Emiliano Aguilar is assistant professor in the Department of History who became a Kellogg faculty fellow in 2024. His research centers around migration, labor, and politics with an eye to understanding the human development and democratic participation of relative newcomers to the United States. While Aguilar’s work has centered on the US Midwest, he is increasingly exploring a comparative perspective from elsewhere in the world and is looking at both the internationalization of the Midwest that migrants are fueling  and the connections between this region and the world. He has been a Kellogg Institute faculty fellow since 2024.

Aguilar is working on his first book manuscript, titled “Building a Latino Machine: Caught Between Corrupt Political Machines and Good Government Reform,” which explores how the ethnic Mexican and Puerto Rican community of East Chicago, Indiana, navigated machine politics in the 20th and 21st centuries to further their inclusion in municipal and union politics. 

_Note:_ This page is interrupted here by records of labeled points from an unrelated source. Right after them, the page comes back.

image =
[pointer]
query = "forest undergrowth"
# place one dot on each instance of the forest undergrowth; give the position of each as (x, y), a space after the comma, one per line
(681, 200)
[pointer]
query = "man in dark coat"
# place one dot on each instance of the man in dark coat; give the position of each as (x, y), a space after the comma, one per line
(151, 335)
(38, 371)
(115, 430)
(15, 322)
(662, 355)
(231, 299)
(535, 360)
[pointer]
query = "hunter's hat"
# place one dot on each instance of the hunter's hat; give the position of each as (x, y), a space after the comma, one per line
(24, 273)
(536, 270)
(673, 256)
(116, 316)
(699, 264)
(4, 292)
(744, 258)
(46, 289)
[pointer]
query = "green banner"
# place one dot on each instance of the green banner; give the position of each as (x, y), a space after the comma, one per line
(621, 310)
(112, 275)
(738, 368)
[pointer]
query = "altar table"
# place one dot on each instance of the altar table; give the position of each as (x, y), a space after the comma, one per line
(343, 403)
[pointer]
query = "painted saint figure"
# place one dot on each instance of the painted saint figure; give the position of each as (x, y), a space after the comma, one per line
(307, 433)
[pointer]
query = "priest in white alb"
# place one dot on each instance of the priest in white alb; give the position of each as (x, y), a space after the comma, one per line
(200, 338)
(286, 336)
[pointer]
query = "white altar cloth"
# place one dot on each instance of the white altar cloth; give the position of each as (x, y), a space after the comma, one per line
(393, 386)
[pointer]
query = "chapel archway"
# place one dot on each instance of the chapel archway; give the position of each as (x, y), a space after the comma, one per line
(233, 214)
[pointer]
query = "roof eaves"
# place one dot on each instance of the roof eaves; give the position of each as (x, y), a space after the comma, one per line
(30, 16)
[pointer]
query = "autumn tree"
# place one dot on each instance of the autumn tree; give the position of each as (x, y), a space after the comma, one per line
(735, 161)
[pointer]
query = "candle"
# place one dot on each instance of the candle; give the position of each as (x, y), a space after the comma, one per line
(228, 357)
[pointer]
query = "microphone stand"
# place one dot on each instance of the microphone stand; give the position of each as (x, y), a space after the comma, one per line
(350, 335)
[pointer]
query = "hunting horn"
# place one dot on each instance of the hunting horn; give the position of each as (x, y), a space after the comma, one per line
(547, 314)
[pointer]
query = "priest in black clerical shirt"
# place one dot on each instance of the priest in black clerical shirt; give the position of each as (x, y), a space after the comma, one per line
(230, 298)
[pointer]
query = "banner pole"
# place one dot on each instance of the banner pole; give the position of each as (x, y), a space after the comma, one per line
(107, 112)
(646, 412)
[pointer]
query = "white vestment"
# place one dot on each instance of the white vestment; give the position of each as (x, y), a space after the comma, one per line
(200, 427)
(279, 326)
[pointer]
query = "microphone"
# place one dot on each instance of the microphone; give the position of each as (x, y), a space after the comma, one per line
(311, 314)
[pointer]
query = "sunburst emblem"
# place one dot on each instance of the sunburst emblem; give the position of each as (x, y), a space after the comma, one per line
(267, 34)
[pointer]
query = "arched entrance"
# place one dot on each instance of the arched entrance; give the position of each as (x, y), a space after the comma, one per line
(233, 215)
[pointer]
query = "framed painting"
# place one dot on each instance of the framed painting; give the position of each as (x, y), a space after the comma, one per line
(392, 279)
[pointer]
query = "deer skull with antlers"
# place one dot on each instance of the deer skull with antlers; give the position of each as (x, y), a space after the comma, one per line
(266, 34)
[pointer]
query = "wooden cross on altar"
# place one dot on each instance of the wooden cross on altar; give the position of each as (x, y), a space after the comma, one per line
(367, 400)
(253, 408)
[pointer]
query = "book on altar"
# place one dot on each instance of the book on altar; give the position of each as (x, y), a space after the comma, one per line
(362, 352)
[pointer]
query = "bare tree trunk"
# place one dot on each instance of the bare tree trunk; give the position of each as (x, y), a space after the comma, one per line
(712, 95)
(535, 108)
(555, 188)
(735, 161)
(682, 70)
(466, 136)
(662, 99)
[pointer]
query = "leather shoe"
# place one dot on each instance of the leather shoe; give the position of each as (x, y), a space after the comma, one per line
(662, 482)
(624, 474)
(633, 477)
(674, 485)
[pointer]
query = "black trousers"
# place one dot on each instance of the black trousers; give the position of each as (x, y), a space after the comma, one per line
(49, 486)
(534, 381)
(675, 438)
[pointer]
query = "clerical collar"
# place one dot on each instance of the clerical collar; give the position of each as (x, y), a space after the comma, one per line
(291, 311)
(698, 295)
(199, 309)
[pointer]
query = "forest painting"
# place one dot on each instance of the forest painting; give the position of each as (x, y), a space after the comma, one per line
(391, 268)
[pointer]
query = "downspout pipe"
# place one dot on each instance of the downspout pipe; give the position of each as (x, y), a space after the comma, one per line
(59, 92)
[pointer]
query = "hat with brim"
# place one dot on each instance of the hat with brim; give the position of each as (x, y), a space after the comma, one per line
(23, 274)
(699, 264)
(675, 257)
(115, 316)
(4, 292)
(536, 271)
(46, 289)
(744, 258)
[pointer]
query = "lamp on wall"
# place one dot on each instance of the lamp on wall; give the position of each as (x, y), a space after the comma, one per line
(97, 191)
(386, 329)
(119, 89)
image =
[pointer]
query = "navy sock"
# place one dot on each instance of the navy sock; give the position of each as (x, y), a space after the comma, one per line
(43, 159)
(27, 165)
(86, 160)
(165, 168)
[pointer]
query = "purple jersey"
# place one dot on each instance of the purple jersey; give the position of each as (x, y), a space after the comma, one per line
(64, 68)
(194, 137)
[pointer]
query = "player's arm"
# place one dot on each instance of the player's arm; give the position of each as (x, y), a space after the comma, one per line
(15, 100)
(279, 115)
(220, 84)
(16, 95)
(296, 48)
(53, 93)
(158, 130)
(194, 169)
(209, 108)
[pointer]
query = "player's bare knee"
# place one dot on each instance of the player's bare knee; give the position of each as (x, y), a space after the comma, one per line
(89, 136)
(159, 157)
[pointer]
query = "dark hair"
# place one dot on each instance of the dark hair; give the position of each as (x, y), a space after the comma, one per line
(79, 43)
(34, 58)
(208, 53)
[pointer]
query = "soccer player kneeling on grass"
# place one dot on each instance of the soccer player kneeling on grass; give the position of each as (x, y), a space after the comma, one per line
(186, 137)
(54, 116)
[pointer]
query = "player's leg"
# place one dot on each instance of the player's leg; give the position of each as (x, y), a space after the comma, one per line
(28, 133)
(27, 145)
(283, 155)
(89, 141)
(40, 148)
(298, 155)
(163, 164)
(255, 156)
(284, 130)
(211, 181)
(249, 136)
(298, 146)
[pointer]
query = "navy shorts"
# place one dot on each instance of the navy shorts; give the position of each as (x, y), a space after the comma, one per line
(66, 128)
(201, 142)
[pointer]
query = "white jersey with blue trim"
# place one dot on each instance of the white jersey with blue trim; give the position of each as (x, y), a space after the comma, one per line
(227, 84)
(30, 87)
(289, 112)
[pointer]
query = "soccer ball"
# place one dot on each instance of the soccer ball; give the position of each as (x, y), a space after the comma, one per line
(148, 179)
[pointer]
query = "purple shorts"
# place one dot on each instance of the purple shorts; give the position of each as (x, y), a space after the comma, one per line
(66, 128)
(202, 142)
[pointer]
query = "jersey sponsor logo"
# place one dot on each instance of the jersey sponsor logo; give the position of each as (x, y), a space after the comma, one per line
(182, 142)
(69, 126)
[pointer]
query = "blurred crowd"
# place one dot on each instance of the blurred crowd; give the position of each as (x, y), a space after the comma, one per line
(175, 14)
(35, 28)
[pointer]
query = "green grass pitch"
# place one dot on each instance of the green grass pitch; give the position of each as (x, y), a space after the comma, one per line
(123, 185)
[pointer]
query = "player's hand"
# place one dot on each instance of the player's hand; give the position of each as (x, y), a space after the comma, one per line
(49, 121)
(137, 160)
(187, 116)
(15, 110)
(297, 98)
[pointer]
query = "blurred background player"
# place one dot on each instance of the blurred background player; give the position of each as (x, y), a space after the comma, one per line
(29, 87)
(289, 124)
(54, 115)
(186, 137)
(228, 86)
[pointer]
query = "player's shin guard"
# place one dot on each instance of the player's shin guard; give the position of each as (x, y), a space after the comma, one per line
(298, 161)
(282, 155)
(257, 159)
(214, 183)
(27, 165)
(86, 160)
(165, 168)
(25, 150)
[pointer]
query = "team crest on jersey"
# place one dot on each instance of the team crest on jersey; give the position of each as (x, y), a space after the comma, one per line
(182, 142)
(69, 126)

His work has appeared in The Metropole, Belt Magazine, the Immigration and Ethnic History Society’s Blog, the Oxford Research Encyclopedia of American History, and the Indiana Historical Society Blog, among others. He has authored several chapters for books, including a chapter published in Building Sustainable Worlds: Latinx Placemaking in the Midwest (University of Illinois Press, July 2022).

Aguilar holds a PhD in history from Northwestern University.